Ulrike Elsner, Vorstandsvorsitzende des vdek

Noch vor zwei Jahren wäre wohl niemand auf die Idee gekommen, die Praxisgebühr abzuschaffen, denn die Finanzsituation der Krankenkassen war kritisch. Einige Kassen mussten sogar Zusatzbeiträge verlangen. Dann verbesserten sich die Konjunktur und damit die Einnahmen, die Ausgaben waren gebremst, sodass die Krankenkassen Überschüsse vermelden können. Überschüsse wecken Begehrlichkeiten vor allem in Wahlkampfzeiten. Die Bundestagswahl steht vor der Tür und da rühmt sich jede Partei gerne damit, den Bürgern etwas Gutes tun zu wollen. Schon im NRW-Wahlkampf sammelte die FDP Unterschriften, in seltener Eintracht forderten SPD, Bündnis 90/Die Grünen und Die Linke die Abschaffung der Gebühr. Immerhin, CDU und CSU zögerten lange, sie fürchteten um die Reserven der Kassen. Dann wurde die Praxisgebühr zur Verhandlungsmasse der Koalitionäre: Abschaffung der Praxisgebühr für die FDP gegen Einführung des Betreuungsgeldes für die CDU/CSU, der Kuhhandel war perfekt. Ganz nebenbei beschloss die Koalition, die zugesicherten Steuerzuschüsse für die gesetzliche Krankenversicherung (GKV) 2013 und 2014 erneut deutlich abzusenken. Statt 14 Milliarden Euro nur noch 11,5 Milliarden 2013 und zwölf Milliarden 2014.

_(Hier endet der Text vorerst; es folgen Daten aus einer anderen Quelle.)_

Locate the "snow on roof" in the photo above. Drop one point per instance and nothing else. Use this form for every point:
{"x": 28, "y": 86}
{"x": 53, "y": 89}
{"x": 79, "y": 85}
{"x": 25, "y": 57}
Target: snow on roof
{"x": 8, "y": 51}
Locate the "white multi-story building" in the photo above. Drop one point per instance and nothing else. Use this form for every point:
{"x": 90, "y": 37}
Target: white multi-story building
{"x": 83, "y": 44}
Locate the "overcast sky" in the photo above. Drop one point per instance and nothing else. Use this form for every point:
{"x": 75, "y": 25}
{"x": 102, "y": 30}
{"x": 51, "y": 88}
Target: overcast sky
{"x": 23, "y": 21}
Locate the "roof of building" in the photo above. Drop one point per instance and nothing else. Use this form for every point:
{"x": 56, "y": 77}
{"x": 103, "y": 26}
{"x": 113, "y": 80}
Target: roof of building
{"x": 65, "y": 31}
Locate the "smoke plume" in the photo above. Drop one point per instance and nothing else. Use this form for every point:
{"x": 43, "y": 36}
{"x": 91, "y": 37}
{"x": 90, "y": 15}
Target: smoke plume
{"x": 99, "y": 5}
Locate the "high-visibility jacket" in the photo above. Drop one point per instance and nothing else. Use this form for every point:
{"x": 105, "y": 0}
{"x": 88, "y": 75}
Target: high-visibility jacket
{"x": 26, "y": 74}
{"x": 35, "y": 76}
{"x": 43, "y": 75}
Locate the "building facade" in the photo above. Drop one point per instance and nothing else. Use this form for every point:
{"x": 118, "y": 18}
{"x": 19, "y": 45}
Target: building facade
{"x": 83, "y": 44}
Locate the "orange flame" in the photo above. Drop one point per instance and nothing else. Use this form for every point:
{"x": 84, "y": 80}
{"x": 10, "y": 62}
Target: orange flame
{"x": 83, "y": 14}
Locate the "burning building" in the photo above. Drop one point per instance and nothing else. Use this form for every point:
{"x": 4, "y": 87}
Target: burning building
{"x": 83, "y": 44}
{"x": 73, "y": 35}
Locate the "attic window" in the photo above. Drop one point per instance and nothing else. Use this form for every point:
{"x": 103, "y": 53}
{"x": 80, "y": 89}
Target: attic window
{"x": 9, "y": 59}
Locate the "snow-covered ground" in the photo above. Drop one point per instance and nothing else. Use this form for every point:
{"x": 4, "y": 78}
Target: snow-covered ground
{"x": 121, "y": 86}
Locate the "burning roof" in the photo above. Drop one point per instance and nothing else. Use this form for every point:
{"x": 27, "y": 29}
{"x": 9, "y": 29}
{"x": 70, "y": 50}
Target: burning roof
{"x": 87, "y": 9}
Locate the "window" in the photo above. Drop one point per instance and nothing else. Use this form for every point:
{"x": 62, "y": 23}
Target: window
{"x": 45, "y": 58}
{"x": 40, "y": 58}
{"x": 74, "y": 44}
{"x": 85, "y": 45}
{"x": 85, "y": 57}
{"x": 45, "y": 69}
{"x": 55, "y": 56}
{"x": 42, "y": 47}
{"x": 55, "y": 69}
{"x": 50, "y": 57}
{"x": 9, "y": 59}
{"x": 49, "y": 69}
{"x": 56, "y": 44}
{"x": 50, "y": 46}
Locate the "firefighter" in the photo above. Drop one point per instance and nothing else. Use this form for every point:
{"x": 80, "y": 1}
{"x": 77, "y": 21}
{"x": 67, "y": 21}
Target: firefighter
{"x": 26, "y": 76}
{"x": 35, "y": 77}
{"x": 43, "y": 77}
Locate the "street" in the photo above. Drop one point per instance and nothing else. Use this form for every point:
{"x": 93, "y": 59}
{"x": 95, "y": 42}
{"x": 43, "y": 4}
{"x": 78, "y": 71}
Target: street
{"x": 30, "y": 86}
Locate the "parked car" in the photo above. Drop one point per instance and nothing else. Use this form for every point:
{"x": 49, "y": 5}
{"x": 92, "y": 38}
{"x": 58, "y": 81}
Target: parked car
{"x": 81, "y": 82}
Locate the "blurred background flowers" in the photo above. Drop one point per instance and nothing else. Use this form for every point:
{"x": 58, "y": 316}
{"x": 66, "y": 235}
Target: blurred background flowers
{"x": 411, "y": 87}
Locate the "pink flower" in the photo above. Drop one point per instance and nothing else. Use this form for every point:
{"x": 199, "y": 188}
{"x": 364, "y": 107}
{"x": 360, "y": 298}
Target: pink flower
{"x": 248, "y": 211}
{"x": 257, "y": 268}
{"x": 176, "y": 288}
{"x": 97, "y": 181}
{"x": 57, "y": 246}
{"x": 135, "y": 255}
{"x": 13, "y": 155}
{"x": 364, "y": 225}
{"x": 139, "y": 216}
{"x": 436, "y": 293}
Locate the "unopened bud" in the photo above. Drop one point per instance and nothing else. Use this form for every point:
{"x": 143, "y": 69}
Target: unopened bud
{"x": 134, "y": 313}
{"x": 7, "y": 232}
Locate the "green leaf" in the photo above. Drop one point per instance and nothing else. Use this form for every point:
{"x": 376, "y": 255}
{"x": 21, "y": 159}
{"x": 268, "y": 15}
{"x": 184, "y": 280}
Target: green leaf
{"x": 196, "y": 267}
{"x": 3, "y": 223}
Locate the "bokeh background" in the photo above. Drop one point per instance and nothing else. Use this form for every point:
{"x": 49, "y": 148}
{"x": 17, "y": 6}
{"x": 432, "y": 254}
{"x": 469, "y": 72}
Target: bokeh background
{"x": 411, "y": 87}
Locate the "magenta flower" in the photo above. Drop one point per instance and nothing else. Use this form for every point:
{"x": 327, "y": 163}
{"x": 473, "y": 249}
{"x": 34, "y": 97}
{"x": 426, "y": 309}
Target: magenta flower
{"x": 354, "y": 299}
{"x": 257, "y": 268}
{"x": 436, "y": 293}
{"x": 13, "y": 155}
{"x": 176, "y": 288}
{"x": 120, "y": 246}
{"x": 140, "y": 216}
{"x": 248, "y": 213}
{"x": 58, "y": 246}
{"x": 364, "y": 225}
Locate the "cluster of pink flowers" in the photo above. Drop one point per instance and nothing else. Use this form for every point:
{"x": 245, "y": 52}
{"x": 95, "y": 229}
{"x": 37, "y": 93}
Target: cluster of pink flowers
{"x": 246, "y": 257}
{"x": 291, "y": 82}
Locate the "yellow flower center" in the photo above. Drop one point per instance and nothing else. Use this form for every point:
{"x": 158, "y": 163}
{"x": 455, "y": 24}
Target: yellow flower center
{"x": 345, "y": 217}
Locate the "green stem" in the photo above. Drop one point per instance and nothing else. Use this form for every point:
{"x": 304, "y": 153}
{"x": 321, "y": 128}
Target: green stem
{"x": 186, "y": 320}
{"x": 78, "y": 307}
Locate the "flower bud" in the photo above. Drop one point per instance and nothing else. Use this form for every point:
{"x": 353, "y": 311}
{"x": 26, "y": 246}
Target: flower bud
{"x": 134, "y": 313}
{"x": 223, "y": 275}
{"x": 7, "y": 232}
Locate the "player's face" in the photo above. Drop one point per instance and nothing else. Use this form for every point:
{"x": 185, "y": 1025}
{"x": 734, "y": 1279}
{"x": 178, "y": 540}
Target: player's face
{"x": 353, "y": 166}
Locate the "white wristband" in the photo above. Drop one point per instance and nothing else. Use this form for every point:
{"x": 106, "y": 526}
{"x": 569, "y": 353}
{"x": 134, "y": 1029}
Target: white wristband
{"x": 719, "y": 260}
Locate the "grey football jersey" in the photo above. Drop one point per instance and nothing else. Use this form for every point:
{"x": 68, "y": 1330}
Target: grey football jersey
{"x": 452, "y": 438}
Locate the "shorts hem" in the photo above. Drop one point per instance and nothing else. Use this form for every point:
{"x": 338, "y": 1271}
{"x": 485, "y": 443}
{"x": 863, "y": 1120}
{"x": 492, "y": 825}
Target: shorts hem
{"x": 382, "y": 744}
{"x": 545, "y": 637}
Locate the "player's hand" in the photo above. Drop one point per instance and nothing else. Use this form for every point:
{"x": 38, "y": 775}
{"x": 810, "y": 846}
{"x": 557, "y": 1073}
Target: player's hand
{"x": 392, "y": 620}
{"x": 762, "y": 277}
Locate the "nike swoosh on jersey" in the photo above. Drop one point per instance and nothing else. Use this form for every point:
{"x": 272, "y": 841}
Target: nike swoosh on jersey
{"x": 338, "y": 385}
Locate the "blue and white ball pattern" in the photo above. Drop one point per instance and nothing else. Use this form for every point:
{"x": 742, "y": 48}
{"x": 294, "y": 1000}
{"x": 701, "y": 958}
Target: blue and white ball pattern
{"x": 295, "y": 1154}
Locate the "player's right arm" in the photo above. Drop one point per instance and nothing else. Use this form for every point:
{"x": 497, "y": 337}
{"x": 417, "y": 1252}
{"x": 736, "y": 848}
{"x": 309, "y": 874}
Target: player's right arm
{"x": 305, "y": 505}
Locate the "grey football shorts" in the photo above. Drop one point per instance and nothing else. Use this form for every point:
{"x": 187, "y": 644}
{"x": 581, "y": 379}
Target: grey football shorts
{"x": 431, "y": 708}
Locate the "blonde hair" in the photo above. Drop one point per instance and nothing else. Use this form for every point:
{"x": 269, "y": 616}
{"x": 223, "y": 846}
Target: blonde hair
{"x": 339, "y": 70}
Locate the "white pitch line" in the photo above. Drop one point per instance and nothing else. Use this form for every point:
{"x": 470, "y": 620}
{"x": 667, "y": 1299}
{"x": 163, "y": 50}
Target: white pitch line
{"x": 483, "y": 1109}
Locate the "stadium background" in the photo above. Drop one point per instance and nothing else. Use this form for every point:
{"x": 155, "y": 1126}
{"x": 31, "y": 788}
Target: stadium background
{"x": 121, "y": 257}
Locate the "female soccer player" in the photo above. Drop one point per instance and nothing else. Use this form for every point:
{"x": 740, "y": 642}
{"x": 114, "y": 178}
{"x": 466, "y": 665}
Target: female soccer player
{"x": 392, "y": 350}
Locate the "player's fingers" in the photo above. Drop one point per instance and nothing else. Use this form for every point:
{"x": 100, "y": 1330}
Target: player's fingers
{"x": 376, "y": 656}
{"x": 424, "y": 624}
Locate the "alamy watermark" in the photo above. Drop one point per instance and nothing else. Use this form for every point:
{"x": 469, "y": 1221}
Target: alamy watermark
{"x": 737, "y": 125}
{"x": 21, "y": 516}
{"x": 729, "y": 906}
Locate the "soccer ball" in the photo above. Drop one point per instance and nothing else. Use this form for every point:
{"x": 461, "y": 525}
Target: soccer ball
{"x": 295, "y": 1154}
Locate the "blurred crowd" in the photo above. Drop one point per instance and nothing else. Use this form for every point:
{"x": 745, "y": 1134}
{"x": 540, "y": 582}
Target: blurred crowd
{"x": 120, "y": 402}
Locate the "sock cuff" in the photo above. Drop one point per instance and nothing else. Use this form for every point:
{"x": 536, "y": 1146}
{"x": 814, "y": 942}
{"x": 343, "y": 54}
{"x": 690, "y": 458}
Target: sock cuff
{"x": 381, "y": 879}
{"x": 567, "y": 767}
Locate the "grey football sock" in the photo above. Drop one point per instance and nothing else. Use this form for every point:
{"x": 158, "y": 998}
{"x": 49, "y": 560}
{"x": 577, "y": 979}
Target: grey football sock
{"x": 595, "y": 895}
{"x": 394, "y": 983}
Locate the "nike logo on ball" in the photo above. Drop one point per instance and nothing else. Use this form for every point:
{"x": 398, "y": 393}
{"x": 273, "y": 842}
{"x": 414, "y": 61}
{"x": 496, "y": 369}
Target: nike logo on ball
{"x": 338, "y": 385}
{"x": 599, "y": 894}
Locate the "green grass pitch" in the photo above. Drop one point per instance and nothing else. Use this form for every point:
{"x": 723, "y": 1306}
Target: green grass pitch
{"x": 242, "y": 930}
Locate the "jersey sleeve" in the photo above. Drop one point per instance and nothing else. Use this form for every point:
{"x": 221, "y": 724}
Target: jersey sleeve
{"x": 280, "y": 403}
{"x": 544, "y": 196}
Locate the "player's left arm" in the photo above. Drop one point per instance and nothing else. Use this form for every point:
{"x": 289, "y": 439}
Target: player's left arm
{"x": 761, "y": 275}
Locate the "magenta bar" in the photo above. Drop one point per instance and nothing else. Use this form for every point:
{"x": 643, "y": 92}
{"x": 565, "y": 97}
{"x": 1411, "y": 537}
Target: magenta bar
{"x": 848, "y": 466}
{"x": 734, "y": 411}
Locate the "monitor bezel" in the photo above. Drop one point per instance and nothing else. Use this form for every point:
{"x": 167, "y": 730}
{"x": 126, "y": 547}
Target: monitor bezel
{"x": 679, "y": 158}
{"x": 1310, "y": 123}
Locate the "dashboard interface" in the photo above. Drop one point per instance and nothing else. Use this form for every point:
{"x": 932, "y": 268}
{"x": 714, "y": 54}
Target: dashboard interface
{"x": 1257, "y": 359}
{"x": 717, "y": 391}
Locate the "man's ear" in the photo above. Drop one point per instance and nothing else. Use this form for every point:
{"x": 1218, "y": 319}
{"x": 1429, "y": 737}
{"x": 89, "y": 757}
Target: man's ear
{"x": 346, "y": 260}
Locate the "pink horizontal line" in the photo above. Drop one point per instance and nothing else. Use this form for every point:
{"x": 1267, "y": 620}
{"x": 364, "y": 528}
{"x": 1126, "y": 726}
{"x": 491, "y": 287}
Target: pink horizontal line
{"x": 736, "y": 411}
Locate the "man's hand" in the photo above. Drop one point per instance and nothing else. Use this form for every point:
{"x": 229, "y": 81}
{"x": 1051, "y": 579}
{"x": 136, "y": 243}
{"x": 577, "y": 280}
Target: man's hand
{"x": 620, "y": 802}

Wie lange hält die Freude über die Abschaffung der Praxisgebühr an? Vermutlich nur solange, bis die Reserven der GKV aufgebraucht sind. Das ist spätestens 2014 der Fall. Da fragt man sich, ob die Bundesregierung nicht besser auf ihre Wirtschaftsweisen hätte hören sollen. Wenige Tage nach dem Koalitionsbeschluss gingen sie mit der Regierung hart ins Gericht. Statt über die Abschaffung zu diskutieren, hätte man die Gebühr besser zielführend weiterentwickeln sollen. Wohl wahr…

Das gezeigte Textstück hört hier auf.